Secretary of State Colin Powell says opponents of change will probably try to block Saturday's elections in Afghanistan, but he says the process of democracy in that country is irreversible.

U.S. officials have long been cautioning about the prospect of a wave of election-related violence in Afghanistan. But Mr. Powell says Saturday's election will be a historic day for the people of that country, and that the opponents of democracy cannot stop this process.

Mr. Powell, who spoke to reporters after a meeting late Friday with the President of El Salvador, Tony Saca, said acts of violence are probable, and that the wait for election results will be long, but that he is confident the election will be successful.

"It's not going to be an instantaneous result, as we're used to in other parts of the world," he said. "And so we should be patient, get the ballots counted. But I'm confident the Afghan people are going to go to the polls in strength and demonstrate to the world that in a period of three years, less than three years, they've gone from the tyranny of the Taleban to the freedom of the ballot box."

Mr.
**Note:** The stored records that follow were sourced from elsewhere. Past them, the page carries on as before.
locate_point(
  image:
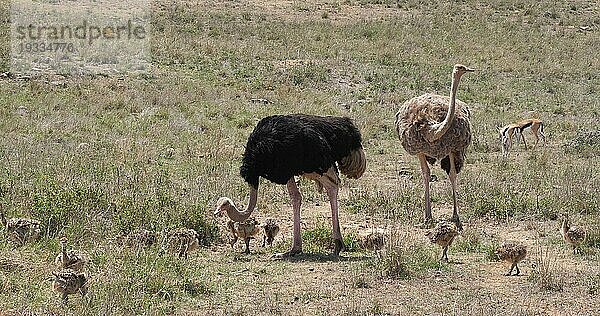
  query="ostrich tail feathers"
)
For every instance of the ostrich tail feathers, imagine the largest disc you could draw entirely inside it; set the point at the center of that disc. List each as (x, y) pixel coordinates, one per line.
(354, 165)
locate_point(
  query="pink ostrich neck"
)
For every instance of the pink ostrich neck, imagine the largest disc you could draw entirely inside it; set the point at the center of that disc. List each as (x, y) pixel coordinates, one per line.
(438, 130)
(237, 216)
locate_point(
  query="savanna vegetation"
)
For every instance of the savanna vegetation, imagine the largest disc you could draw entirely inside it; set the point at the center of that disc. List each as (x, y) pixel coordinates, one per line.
(95, 157)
Powell said in a commentary to newspapers around the world released Friday that Afghans stand at the dawn of a new day and that the elections are part of an ongoing and irreversible process.

He said while it will take time to build free political institutions, Afghanistan already has the most important component needed to make the process work: the burning desire of its people, after decades of war and devastation, to build a democracy and govern themselves.
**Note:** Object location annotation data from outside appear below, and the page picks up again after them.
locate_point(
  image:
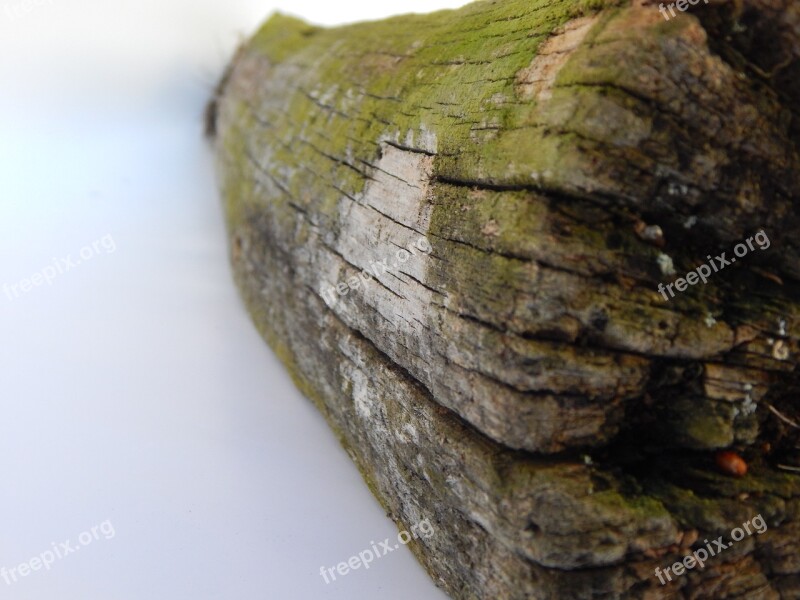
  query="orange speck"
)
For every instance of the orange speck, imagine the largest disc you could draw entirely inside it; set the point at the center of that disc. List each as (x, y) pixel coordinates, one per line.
(731, 463)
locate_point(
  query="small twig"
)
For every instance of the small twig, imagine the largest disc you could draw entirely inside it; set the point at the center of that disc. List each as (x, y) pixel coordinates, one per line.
(782, 417)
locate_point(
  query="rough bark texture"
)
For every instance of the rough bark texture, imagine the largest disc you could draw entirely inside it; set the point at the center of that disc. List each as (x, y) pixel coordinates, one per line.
(523, 384)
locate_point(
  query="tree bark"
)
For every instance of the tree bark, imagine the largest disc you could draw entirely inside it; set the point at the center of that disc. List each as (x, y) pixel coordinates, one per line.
(530, 172)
The United States has sent a bipartisan observer team to Afghanistan to monitor the voting sponsored by the National Republican Institute and headed by former Assistant Secretary of State Bernard Aronson and retired Ambassador Richard Williamson.

They will join about 500 international observers, and several thousand Afghan poll-watchers.

U.S. officials say more than ten million Afghans, 42 per cent of them women, signed up for the vote though some private experts say the figure may be inflated by duplicate registrations.

In addition, nearly 750,000 Afghan refugees registered to vote from Pakistan, and as many as a 500,000 are eligible to vote from Iran.